The most prominent physiological function of gibberellin is to promote stem elongation and induce short-day bolting and flowering of long-day plants. Different plants are sensitive to gibberellin. Genetic dwarf plants, such as dwarf corn and pea, are most sensitive to gibberellin, and the plant type after gibberellin treatment is similar to that of non-dwarf plants. Non-dwarf plants have only a slight reaction. Some plants are genetically short because they lack endogenous gibberellin (others are not). Gibberellin plays a regulatory role in seed germination. Starch in the seeds of many cereal plants, such as barley, is rapidly hydrolyzed during germination; If the embryo is removed, the starch will not hydrolyze. When gibberellin is used to treat non-embryonic seeds, starch can be hydrolyzed again, which proves that gibberellin can replace embryos to cause starch hydrolysis. Gibberellin can replace red light to promote the germination of lettuce seeds, and replace the vernalization of carrots. Gibberellin can also cause parthenocarpy in some plants. For some plants, especially seedless grape varieties, gibberellin treatment at flowering stage can promote the development of seedless fruits. But sometimes it can also inhibit some physiological phenomena.
Regarding the mechanism of gibberellin, the starch hydrolysis induced by gibberellin in degerminated barley seeds was deeply studied. The sterilized degerminated barley seeds were treated with gibberellin. It was found that GA3 significantly promoted the new synthesis of aleurone layer α -amylase and caused starch hydrolysis. When the whole barley seed germinates, the embryo contains gibberellin, which is secreted to aleurone layer. In addition, GA3 also stimulated aleurone layer cells to synthesize protease and promoted the secretion of ribonuclease and glucanase.

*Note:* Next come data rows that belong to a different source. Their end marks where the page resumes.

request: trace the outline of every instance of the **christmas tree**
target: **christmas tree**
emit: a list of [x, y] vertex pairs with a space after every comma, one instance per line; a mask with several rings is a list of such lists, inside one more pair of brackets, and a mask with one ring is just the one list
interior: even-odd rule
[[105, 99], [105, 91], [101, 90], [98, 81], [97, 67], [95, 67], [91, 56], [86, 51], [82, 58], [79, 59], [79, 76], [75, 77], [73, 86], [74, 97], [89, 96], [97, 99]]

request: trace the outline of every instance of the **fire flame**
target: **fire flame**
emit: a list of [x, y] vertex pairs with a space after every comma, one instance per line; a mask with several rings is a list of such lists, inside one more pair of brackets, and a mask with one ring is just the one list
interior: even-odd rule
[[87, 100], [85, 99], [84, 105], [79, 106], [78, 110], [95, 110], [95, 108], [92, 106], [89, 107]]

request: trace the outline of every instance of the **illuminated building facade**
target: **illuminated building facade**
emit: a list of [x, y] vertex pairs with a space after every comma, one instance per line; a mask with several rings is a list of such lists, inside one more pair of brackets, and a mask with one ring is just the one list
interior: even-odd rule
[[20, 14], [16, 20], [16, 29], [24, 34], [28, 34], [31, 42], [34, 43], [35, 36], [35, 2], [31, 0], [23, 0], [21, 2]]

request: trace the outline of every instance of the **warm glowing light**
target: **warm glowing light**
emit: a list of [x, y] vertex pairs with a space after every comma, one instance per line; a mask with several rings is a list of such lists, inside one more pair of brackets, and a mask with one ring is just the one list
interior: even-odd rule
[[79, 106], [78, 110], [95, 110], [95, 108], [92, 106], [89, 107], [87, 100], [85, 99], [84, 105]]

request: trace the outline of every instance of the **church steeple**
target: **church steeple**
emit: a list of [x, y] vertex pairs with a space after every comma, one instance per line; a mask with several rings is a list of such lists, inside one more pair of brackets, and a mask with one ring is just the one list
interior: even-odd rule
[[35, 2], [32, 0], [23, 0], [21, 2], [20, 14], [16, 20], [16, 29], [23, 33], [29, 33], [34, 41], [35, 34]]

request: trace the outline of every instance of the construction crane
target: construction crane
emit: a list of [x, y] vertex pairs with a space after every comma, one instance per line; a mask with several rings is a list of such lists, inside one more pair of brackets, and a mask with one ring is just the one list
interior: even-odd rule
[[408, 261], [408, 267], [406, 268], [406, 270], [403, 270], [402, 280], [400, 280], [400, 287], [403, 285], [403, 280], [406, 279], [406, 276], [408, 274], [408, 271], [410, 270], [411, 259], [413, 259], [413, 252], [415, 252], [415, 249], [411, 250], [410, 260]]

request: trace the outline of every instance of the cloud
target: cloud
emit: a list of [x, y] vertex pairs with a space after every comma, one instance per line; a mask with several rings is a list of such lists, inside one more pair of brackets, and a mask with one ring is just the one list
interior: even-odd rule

Promoting the transformation of maltose (inducing the formation of α -amylase); Promote vegetative growth (not promoting the growth of roots, but significantly promoting the growth of stems and leaves), prevent organ loss, and break dormancy.
The most prominent function of gibberellin is to accelerate the elongation of cells (gibberellin can increase the content of auxin in plants,
Auxin directly regulates cell elongation), but also promotes cell division, which can promote cell expansion (but does not cause cell wall acidification). In addition, gibberellin also has physiological effects of inhibiting maturation, lateral bud dormancy, senescence and tuber formation.